Het conflict tussen Sap en Van Zeeland zoals het zich in de jaren ’30 afspeelde, vormde niet zomaar een conflict. Het voltrok zich allereerst in de hoogste regionen van de staat, en dit op allerlei vlak. Botsingen deden zich voor op het domein van het sociaal-economisch en financieel-monetair beleid, op het vlak van de buitenlandse en defensiepolitiek, in de bank- en zakenwereld, m.b.t. de Vlaamse kwestie, en op het puur politieke vlak: regeringsvorming, concentratie, verkiezingen, staats- en regeringsvorm etc.

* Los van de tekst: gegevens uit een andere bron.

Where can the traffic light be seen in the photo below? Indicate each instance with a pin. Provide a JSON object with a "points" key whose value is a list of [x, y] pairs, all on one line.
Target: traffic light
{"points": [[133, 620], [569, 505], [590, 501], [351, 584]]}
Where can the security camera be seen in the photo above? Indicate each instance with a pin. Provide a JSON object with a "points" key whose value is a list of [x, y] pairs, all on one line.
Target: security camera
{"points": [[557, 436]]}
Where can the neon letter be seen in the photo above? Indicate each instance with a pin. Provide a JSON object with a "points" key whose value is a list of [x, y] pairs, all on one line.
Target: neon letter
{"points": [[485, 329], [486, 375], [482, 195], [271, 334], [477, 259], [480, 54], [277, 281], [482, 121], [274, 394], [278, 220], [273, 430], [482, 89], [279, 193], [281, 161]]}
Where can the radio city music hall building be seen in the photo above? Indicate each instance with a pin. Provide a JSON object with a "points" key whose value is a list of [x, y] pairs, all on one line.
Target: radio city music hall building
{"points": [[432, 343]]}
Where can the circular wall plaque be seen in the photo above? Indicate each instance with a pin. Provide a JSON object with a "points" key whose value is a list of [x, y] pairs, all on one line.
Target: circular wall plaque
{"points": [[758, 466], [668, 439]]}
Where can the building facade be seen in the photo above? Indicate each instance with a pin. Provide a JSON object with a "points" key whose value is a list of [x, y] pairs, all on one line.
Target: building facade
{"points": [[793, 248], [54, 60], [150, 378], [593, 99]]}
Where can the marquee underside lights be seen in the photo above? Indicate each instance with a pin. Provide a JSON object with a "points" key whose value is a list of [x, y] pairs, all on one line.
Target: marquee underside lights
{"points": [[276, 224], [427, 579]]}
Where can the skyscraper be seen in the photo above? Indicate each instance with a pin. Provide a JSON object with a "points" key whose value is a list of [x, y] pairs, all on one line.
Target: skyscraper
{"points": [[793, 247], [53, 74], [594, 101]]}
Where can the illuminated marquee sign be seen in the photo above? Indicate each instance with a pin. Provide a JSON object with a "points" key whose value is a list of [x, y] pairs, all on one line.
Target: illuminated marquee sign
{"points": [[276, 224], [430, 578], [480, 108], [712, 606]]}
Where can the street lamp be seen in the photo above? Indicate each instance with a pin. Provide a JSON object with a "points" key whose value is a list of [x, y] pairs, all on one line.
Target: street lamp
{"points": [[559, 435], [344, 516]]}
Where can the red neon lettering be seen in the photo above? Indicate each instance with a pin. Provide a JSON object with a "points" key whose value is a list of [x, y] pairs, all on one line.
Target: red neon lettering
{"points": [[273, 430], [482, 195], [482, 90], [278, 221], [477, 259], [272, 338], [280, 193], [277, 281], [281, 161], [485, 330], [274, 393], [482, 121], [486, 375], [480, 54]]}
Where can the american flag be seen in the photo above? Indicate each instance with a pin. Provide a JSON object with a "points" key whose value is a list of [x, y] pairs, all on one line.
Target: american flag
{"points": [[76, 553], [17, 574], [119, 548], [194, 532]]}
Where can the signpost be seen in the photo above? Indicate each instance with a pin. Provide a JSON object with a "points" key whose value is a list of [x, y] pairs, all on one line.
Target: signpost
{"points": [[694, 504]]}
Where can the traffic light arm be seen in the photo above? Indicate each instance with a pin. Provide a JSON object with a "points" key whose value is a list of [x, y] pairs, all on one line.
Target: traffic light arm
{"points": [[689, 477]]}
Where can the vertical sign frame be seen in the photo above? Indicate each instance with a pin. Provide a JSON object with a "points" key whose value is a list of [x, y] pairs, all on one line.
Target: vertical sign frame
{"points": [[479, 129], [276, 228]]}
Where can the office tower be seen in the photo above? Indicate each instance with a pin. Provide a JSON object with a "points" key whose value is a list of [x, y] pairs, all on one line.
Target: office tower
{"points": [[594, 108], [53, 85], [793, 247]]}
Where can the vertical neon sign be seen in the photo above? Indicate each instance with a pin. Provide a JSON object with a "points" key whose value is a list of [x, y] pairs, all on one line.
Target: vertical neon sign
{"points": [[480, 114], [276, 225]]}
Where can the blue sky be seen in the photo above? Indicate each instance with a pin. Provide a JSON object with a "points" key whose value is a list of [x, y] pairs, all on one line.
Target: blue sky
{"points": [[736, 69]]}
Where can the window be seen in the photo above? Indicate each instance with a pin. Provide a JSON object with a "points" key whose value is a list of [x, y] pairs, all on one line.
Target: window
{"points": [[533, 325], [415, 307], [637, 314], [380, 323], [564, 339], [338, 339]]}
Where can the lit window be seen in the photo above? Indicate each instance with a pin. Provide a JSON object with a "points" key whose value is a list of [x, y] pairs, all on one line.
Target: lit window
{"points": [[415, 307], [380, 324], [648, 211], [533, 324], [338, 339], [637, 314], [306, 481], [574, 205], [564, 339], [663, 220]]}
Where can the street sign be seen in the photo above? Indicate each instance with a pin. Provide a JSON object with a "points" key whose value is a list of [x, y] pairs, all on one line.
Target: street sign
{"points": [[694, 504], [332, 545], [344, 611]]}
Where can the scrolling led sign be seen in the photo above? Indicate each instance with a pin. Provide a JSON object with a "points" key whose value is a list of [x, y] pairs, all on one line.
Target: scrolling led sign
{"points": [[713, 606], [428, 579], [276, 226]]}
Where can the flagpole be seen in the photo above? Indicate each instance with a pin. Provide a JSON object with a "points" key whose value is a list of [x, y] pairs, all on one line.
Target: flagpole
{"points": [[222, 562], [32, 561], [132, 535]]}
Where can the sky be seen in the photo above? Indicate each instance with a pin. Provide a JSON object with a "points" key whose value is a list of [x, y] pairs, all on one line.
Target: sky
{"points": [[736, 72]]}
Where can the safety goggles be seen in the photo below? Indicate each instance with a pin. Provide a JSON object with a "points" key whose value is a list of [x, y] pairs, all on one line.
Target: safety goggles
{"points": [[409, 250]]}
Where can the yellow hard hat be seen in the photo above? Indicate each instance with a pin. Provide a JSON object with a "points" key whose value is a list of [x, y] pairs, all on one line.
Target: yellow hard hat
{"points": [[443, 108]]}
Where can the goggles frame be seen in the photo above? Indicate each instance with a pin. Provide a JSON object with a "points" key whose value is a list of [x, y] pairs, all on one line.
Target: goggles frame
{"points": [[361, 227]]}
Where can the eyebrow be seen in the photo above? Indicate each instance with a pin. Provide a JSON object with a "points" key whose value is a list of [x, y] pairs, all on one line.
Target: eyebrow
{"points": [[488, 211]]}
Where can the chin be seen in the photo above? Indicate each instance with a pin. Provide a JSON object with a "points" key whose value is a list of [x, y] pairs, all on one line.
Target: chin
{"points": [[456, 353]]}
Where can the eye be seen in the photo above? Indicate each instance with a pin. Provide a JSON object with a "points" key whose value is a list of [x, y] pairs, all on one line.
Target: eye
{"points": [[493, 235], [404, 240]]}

Daarnaast betrof het geen incident van korte duur. Het dispuut sleepte aan gedurende maar liefst zes jaar, tot aan de dood van Sap in 1940. Het ontstaan ervan moet gesitueerd worden in 1934, toen beide personaliteiten deel uitmaakten van de regering - de Broqueville. Vanaf dat ogenblik hadden ze veel contact met elkaar - voorheen ontmoetten ze elkaar slechts sporadisch -, alsook trad Van Zeeland toen uit de schaduw naar voor om een prominente rol te gaan vertolken in het Belgische openbare en politieke leven. Sap maakte al een tijdje deel uit van de politieke top van het land. Ook de meeste waarnemers uit die tijd plaatsten daar het begin van de controverse, die op het moment zelf dat ze zich afspeelde overigens grote weerklank vond in de pers en in de politieke wereld.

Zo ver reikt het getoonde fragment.